Bill's home from school today, so I'm catching up with Steve's campaign stuff (see the link to "vote" for him online), and just relaxing. I'm not feeling so tired today. Mom's scheduled to go home today (I know, it was supposed to be yesterday, but...). She'd lost 15 pounds of fluid - too much - so they had to hook her up to an IV to replace some of it. Ironic, don't you think? I'm going to be cooking for them all week, then freezing everything and sending it up so Dad will have good, healthy, no-salt food for the next few weeks. I love to cook, I love helping them. I think that's the main reason I'm here this time around - to help in any way I can. It may sound funny to say, but I'm crazy about people - I just love everyone. I love being with people (extreme extravert, I'm thinking), but that's been on my mind a lot, too. I don't know what it means, I'm just thinking about my love for people.

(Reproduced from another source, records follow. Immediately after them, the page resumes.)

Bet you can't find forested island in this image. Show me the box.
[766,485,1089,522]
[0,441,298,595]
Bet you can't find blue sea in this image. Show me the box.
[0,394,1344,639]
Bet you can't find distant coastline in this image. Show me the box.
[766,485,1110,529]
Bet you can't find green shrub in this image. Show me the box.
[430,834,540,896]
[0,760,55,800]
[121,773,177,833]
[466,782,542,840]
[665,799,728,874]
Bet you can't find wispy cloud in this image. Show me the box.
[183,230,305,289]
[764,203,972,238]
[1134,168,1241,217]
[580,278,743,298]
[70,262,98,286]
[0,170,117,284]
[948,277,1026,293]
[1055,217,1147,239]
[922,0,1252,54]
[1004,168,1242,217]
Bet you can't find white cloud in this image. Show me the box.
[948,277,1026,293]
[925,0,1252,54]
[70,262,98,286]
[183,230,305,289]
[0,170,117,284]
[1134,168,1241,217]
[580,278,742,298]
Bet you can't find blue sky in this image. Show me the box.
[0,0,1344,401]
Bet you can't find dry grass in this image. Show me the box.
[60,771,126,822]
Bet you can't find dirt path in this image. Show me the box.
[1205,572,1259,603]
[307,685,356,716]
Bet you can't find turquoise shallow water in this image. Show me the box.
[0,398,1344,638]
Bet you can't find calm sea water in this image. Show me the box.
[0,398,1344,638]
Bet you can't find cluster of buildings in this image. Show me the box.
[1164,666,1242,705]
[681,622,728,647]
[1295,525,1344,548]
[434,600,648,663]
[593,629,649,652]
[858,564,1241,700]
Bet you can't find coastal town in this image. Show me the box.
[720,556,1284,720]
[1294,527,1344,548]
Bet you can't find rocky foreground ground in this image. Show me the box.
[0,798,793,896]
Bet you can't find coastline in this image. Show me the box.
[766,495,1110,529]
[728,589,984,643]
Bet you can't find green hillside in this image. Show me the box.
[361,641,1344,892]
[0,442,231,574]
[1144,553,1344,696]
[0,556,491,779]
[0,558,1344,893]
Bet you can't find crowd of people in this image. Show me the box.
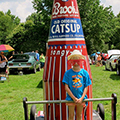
[0,50,45,74]
[94,53,104,67]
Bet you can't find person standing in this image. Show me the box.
[62,50,92,120]
[40,53,45,68]
[35,50,40,61]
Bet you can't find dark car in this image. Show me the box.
[105,50,120,71]
[8,52,41,73]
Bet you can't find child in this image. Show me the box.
[62,50,91,120]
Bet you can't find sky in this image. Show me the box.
[0,0,120,22]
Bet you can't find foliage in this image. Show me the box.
[0,10,20,44]
[0,0,120,54]
[0,65,120,120]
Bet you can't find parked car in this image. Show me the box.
[116,57,120,75]
[8,52,41,73]
[105,50,120,71]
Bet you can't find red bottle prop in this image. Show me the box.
[43,0,92,120]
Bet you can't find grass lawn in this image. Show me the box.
[0,65,120,120]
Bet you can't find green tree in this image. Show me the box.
[0,10,20,44]
[33,0,114,54]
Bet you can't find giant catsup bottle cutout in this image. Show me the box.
[43,0,92,120]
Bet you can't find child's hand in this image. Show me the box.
[77,98,83,104]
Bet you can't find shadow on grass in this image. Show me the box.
[37,80,43,88]
[110,74,120,80]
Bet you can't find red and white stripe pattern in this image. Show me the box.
[43,45,92,120]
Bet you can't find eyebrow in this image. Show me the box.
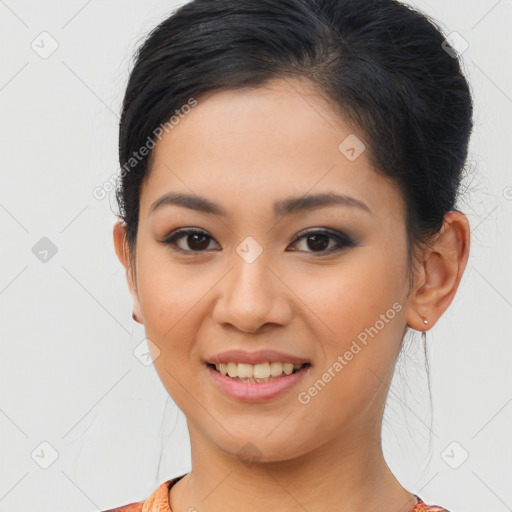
[149,192,371,217]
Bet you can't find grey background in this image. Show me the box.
[0,0,512,512]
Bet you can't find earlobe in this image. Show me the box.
[407,211,470,331]
[113,221,143,324]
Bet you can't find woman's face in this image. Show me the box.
[123,79,409,461]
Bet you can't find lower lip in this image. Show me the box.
[206,365,310,402]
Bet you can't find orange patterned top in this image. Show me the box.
[102,475,450,512]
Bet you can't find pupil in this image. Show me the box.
[189,233,208,251]
[308,234,329,250]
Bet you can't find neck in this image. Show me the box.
[169,420,416,512]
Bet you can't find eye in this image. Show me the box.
[292,229,356,254]
[160,229,220,252]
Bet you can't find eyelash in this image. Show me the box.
[159,229,356,255]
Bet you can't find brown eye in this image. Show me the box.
[162,229,217,252]
[292,230,355,254]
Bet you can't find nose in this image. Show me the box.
[213,253,293,333]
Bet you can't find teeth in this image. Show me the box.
[215,361,302,379]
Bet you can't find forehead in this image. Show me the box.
[141,78,399,220]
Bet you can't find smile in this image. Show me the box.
[210,361,309,382]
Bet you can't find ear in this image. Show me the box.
[114,221,143,323]
[407,211,470,331]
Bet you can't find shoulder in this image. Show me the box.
[101,475,185,512]
[411,495,450,512]
[101,501,144,512]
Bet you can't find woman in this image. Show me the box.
[107,0,472,512]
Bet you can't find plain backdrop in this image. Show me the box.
[0,0,512,512]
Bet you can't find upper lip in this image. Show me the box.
[206,350,309,364]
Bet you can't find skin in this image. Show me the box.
[114,79,469,512]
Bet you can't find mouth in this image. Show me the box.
[206,361,311,383]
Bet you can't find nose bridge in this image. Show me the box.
[215,240,292,332]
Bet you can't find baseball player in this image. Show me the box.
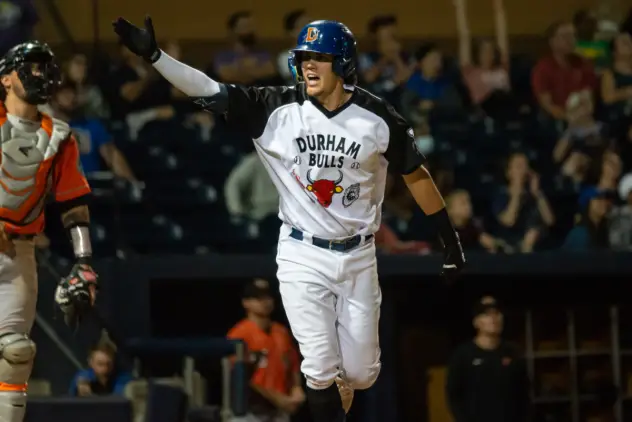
[0,42,97,422]
[113,17,465,422]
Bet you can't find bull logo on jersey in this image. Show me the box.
[307,169,344,208]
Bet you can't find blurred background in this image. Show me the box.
[0,0,632,422]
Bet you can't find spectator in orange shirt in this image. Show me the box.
[531,22,597,120]
[228,279,305,422]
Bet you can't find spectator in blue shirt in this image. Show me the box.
[563,189,614,251]
[51,84,138,183]
[70,342,132,397]
[406,44,449,109]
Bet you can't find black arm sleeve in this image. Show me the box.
[446,347,467,422]
[194,84,296,139]
[516,358,533,422]
[384,105,426,175]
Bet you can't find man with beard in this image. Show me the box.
[0,41,97,422]
[213,11,279,85]
[447,296,529,422]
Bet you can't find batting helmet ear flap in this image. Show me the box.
[287,51,303,82]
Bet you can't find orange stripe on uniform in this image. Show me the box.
[0,382,27,392]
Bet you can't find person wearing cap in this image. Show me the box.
[227,279,305,422]
[563,189,616,251]
[609,173,632,251]
[446,296,530,422]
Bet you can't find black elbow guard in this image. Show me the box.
[193,84,228,114]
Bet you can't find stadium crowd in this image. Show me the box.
[7,0,632,254]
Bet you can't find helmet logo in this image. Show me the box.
[305,26,320,42]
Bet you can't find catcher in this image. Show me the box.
[0,42,97,422]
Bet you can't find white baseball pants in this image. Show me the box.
[277,225,382,390]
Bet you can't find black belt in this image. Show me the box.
[7,233,37,240]
[290,227,373,252]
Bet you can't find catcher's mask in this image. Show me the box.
[0,41,61,105]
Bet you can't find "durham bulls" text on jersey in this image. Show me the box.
[196,84,425,239]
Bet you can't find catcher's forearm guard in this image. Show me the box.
[68,224,92,260]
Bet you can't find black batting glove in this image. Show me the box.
[112,16,161,63]
[429,208,465,282]
[441,236,466,282]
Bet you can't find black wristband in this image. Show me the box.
[428,207,459,248]
[77,256,92,266]
[147,48,162,64]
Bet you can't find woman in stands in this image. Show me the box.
[454,0,515,118]
[601,32,632,121]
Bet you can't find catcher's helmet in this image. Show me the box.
[288,21,357,84]
[0,41,61,105]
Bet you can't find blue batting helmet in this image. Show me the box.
[288,21,356,84]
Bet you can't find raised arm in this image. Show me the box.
[153,50,222,97]
[112,17,282,139]
[454,0,472,67]
[112,16,228,113]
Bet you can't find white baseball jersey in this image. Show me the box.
[196,83,425,239]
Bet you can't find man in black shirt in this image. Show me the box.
[447,296,530,422]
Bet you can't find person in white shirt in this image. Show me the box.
[113,18,465,422]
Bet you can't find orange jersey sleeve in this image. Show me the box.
[53,136,91,202]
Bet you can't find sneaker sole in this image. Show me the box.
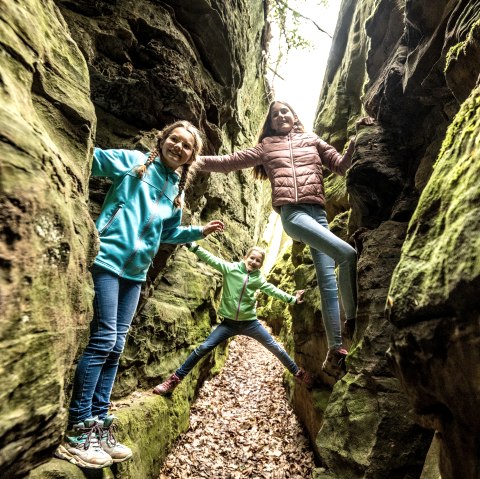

A friend and client told me something the other day that made my whole year. She said that she recommends everyone to me because I've been doing this for so long - I STAY, and I don't have any other agenda other than to help people. Sometimes I think I'm not PUSHING enough - I'm not sending out 10 e-mails to people every week, I'm not setting up a ton of classes or traveling all over the region - I'm not pushing myself for money or clients. But I'm doing it the best way that I know how to do it, and to hear her tell me those things makes me feel comforted - feedback isn't mandatory, but it sure is nice sometimes. Thank you, Karen, for your kind words to me last Friday - they meant the world to me. This world is an unbelievable place of growth and opportunities, and today I'm steeped in those kinds of feelings.

1 comment:

karen said...

Even with as cold as it was this morning, the sunrise was beautiful (inspirational)... and even though my car wouldn't start, I was happy because I got to spend time with my mom (who was kind enough to give me a ride to work). I think this is the new energy, the new way of being, and I am so excited and grateful.

I'm glad that I know you Susie. :) Have a great week.